Si bien en algunos países se han convertido en íconos de las pasarelas, en otros son perseguidos, asesinados y mutilados.
En África ser albino no es una simple característica. Allí cualquier persona con pigmentación reducida o inexistente es un símbolo de peligro inminente. La misteriosa ola de secuestros que preocupa a Madagascar.
Unicef lanzó la voz de alarma en cuando constató un aumento en el número de secuestros y ataques contra albinos malgaches: hubo al menos 45 casos en dos años y casi todas las víctimas eran niños.
El rescate de una niña albina de cuatro años en el suroeste de Madagascar en agosto pasado, llevó a los medios de comunicación a alarmar a la población sobre esta problemática.
Unicef instó a las autoridades a tomar “medidas inmediatas” para “proteger a la gente con albinismo”. Pero en Madagascar este es un tema espinoso, con muchas preguntas sin contestar.
A menudo, las noticias de los secuestros de personas albinas no llegan a las autoridades ni a los medios de comunicación locales. Según la ONU, se registraron desde el año 2020 al menos 45 ataques.
“No tenemos una cifra oficial porque casi todos los casos ocurren en las zonas rurales más remotas y las víctimas no suelen denunciarlos”, declaró el director general de la Policía para la región, Willy Martial Ranoarison.
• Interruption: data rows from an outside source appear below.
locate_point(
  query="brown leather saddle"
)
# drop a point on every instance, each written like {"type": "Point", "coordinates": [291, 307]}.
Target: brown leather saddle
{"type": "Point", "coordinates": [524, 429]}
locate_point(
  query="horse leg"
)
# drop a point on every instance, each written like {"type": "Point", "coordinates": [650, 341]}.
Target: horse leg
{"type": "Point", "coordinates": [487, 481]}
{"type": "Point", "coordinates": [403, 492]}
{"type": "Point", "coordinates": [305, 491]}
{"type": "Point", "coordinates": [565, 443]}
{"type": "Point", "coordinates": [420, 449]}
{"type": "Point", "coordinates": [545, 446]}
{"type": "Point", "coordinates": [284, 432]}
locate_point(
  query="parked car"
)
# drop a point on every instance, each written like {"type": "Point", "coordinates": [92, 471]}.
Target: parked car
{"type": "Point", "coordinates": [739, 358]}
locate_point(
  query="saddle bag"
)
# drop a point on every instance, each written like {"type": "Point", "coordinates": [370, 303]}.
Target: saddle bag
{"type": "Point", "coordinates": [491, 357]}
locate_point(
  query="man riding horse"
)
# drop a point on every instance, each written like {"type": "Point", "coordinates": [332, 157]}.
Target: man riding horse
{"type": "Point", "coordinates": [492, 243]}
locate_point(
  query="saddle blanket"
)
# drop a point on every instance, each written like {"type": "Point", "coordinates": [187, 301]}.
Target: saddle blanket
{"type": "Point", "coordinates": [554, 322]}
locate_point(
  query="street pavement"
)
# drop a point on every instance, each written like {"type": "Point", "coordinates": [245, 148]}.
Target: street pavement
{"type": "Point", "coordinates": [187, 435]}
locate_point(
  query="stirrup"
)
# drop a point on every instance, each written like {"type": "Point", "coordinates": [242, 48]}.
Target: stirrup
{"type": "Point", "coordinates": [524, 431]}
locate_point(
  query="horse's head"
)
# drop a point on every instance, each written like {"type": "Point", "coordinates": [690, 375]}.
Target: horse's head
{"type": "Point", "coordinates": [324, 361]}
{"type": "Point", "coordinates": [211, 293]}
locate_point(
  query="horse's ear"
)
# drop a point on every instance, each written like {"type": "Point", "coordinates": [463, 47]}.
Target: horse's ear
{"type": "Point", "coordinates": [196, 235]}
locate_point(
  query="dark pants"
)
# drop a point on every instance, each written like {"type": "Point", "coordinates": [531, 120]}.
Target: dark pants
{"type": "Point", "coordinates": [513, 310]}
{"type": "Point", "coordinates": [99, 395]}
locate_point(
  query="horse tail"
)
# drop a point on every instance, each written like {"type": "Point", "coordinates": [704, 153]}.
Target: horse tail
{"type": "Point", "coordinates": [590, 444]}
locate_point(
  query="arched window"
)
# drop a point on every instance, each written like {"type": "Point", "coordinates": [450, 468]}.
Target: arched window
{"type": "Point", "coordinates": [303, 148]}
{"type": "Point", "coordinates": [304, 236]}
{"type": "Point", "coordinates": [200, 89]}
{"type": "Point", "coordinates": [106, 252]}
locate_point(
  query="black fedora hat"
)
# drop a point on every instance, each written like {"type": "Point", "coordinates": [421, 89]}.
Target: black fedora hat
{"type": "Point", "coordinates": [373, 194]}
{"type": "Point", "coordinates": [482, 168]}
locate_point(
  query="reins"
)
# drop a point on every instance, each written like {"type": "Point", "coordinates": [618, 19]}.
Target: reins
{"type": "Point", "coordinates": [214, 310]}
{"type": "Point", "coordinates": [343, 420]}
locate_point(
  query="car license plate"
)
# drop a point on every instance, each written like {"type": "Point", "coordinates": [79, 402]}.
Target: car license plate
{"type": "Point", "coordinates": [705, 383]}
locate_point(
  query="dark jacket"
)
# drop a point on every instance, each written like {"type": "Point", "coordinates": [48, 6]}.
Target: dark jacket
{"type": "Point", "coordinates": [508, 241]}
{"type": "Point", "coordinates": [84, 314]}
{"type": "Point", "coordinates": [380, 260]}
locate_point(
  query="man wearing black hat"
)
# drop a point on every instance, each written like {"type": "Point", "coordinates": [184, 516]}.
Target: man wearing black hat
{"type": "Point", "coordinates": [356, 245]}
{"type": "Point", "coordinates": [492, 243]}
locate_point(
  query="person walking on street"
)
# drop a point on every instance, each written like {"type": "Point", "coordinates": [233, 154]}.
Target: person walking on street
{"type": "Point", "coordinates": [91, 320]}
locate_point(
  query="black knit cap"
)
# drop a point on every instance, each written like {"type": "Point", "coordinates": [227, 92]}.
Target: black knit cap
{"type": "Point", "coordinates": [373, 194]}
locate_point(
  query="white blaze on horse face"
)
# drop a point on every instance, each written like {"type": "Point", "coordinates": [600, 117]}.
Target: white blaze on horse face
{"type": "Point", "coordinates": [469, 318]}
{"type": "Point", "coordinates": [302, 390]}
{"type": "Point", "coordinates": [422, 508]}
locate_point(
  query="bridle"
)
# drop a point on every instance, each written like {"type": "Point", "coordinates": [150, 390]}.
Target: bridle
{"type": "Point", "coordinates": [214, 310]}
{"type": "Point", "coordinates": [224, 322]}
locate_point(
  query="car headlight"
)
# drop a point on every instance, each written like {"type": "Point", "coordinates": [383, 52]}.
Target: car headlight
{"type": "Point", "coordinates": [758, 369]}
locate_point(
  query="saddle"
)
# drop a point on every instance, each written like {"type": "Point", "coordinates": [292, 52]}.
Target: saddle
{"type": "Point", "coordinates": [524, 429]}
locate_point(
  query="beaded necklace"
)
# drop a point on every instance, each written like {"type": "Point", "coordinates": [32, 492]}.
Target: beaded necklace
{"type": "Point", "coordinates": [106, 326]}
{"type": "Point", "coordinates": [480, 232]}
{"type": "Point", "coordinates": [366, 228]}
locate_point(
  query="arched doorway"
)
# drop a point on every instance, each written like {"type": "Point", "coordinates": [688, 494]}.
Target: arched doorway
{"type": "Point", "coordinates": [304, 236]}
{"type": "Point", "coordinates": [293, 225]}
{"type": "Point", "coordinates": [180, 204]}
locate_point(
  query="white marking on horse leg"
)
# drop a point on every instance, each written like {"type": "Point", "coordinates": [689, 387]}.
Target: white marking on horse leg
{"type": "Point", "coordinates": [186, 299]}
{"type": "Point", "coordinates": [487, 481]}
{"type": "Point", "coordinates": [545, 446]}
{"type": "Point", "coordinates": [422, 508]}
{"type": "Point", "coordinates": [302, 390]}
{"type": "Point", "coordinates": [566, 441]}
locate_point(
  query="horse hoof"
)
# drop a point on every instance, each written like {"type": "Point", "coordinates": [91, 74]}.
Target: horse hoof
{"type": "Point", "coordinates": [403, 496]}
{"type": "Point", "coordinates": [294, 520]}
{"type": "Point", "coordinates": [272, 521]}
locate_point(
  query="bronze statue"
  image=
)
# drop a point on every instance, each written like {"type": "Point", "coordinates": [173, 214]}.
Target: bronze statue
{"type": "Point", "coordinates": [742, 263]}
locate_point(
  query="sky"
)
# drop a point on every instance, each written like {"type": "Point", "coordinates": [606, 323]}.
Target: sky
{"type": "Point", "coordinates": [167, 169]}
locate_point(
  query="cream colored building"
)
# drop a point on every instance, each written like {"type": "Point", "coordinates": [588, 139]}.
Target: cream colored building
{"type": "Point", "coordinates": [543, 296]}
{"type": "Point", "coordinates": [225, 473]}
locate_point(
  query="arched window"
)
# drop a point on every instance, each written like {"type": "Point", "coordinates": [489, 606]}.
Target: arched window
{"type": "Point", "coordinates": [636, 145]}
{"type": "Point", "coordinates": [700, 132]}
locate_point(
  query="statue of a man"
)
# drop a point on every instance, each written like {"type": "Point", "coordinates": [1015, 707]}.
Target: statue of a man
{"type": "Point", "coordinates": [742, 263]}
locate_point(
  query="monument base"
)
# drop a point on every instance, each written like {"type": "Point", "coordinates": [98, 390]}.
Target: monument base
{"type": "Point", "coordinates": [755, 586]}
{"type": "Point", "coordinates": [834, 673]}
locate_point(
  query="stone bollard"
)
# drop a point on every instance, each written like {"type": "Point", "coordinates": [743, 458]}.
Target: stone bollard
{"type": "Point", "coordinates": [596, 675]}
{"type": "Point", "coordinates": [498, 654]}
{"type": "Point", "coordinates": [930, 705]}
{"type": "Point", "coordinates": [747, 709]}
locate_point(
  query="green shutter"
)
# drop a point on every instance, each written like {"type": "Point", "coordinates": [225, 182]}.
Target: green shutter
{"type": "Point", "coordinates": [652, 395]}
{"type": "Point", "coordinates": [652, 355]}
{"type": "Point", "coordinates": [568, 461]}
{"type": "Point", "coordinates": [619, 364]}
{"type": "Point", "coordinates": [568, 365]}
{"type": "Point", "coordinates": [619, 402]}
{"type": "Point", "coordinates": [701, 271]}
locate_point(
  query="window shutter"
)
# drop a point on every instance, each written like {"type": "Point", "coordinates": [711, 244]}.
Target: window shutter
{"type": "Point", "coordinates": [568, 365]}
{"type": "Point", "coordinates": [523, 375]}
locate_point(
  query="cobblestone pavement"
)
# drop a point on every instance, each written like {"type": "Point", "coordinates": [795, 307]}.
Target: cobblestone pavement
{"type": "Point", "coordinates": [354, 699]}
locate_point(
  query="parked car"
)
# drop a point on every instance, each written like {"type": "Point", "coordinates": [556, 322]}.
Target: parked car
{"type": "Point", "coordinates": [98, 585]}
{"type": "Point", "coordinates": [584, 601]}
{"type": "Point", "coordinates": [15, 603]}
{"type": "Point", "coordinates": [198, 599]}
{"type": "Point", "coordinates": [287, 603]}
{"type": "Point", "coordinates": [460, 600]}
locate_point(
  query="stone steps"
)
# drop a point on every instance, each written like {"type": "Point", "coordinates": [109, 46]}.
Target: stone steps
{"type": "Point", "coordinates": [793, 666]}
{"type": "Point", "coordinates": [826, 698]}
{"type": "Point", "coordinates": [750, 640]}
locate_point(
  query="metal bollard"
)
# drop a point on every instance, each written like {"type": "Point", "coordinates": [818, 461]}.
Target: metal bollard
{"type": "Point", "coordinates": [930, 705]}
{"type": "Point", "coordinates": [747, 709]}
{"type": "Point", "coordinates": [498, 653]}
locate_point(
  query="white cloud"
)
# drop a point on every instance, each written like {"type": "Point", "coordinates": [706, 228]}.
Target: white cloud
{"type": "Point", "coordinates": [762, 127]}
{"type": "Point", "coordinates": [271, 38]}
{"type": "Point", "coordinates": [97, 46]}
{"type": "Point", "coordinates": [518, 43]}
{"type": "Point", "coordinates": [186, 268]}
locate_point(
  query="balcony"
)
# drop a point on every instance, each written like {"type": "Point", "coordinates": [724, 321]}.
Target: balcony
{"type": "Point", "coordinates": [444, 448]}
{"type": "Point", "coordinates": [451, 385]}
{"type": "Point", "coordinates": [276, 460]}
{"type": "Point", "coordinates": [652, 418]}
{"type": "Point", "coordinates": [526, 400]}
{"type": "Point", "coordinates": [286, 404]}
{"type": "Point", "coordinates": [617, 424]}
Esta ola de ataques alcanzó una dimensión tan grande, que “las personas con albinismo de las zonas del sur de Madagascar viven con miedo perpetuo”, indicó una experta de la ONU.
“Las creencias falsas, los mitos y las supersticiones que indican que los ojos de las personas con albinismo pueden traer buena suerte y riqueza han desencadenado muchos ataques”, concluyeron los expertos.